Lumos Fiber — Floyd County stop-work order & company deep-dive
Indiana Businesses Exposed has compiled a full investigative brief on Lumos Fiber's recent build activity in Clark and Floyd counties — weaving together WDRB News coverage, public records, Floyd County Commission documents, New Albany Township Fire Department letters, U.S. federal press releases, South Carolina court records, and official Lumos corporate communications.
On April 1, 2026, new photographic evidence emerged from Memphis, Indiana, along the Columbus-Mann Road corridor — one of Lumos Fiber's active build areas in Clark County — showing a residential gas line damaged by fiber-trenching crews. The incident forced residents to evacuate temporarily, triggered emergency gas-shutoff procedures, and resulted in a multi-hour traffic disruption. Public records show Floyd County had previously issued a stop-work order against Lumos after an earlier construction incident, meaning this was at least the second documented permit suspension in a single summer.
Lumos crews struck a gas line in the Wolf Lake subdivision of New Albany, prompting Floyd County officials to suspend permits again despite Lumos's stated “improvements” in safety protocols. A separate gas-leak incident caused by Lumos contractors diverted traffic on State Road 60 and blocked access to a Sellersburg subdivision; a Clark County utility contractor confirmed to WDRB that Lumos was responsible for the leak.
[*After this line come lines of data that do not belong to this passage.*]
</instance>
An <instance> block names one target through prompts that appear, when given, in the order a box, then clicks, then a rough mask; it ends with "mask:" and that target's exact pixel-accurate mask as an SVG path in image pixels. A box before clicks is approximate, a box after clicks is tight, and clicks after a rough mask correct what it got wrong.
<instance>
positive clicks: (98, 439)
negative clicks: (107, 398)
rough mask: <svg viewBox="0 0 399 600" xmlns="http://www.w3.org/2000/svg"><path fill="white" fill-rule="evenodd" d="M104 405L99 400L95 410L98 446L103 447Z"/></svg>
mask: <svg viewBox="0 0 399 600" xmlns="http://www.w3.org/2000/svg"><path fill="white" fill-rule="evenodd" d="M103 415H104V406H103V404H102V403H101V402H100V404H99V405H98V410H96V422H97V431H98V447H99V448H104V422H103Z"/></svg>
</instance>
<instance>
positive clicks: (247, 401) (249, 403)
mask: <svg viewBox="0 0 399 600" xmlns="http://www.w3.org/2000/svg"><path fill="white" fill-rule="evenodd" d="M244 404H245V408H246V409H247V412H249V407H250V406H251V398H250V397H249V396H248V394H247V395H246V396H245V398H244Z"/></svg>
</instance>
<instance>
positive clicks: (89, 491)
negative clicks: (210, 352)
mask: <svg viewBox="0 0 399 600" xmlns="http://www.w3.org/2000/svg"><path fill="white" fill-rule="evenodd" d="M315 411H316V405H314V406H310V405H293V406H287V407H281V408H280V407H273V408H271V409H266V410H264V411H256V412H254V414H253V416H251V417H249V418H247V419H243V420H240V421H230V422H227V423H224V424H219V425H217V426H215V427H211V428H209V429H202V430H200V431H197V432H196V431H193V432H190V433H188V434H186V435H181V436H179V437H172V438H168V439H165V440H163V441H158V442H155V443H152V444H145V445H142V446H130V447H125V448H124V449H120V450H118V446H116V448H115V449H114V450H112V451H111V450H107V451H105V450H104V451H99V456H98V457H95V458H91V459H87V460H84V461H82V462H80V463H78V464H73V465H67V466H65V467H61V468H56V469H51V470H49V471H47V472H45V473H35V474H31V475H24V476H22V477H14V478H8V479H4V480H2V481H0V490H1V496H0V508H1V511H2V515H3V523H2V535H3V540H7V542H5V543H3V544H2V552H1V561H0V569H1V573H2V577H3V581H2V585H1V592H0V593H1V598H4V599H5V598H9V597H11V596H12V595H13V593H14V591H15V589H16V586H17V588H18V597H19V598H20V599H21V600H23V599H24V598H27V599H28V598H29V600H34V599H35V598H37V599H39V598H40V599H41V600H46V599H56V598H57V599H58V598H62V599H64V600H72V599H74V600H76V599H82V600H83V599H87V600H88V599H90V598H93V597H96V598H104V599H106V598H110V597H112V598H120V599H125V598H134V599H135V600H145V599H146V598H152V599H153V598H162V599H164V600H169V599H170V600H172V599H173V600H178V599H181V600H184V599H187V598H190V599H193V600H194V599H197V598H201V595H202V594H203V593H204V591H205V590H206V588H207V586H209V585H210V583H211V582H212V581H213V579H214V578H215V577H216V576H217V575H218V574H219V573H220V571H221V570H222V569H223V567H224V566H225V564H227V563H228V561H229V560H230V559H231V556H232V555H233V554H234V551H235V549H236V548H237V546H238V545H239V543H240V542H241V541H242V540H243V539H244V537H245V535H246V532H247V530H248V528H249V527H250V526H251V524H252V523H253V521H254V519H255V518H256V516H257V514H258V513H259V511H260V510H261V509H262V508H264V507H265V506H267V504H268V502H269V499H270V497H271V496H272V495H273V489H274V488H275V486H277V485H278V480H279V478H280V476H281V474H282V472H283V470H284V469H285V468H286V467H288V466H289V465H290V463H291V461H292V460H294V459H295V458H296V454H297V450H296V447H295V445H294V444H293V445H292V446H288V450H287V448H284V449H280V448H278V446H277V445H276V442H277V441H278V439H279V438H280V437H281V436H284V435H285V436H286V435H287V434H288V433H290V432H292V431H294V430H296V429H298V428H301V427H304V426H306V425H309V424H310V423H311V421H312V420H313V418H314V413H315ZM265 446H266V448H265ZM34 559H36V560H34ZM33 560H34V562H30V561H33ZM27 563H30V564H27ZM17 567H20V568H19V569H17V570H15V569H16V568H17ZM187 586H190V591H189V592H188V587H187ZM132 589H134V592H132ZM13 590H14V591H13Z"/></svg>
The company planned to build roughly 1,200 miles of fiber to reach more than 80,000 homes across Clark and Floyd counties — but neighborhood after neighborhood has reported property damage, unfilled holes, and cut utility lines.
Why Floyd County issued the stop-work order
The Floyd County Commissioners and the Floyd County Department of Building & Development Services issued an immediate stop-work order explicitly citing “violations of the County Utility Agreement and public safety concerns presented by the New Albany Township Fire Protection District.” Lumos contractors repeatedly:
- Struck underground utility lines, including gas lines, during trenching operations.
- Left unfilled trenches, damaged property, and unfinished restoration work — unsafe driveways, cracked pavement, exposed cables.
- Failed to properly coordinate with utility-locating services and local officials before digging, a core requirement under the Utility Agreement.
What New Albany Township Fire told the county
Fire officials reported that Lumos contractors had cut at least seven gas lines in a single month, with four of those strikes happening in just one week. The hazards:
- Gas leaks and evacuation risks — residents pushed out of homes, emergency response demanded.
- Traffic disruptions and blocked access — crews and utility companies shut down roads and neighborhoods to repair lines.
- Compromised structural integrity of driveways, streets, and utility corridors — visible damage hides additional underground problems.
The fire department also emphasized that unmarked trenches and exposed fiber lines pose trip, vehicle-damage, and emergency-response challenges — delaying first responders, increasing secondary-accident risk, and turning routine calls into haz-mat or utility-repair incidents.
What Lumos must do to lift the order
- Field-verified remediation of all damaged property, unfilled trenches, and utility-line repairs — county inspectors must confirm restoration.
- On-site signage and contractor contact info clearly identifying the responsible company per job site, so residents can report issues directly.
- Improved utility-locating and restoration practices, with documented evidence that “call-before-you-dig” protocols are being followed.
- Existing contracted work must be completed before new permits will be considered.
Resident-reported property damage
In New Albany and surrounding neighborhoods, residents complain Lumos crews:
- Left unfilled trenches and holes for days or weeks — tri-hazard and vehicle-damage conditions.
- Damaged driveways, curbs, and sidewalks by trenching too close to or under concrete surfaces.
- Ripped up landscaping, sod, and irrigation lines — some homeowners say crews refilled with dirt and rocks rather than original topsoil and grass, leaving yards permanently scarred.
- Caused water-line and sewer-line disruptions, with municipalities or HOAs eating the repair bill rather than Lumos.
One Floyd County commissioner said he had never received as many cumulative complaints in a single week as he did during the Lumos rollout.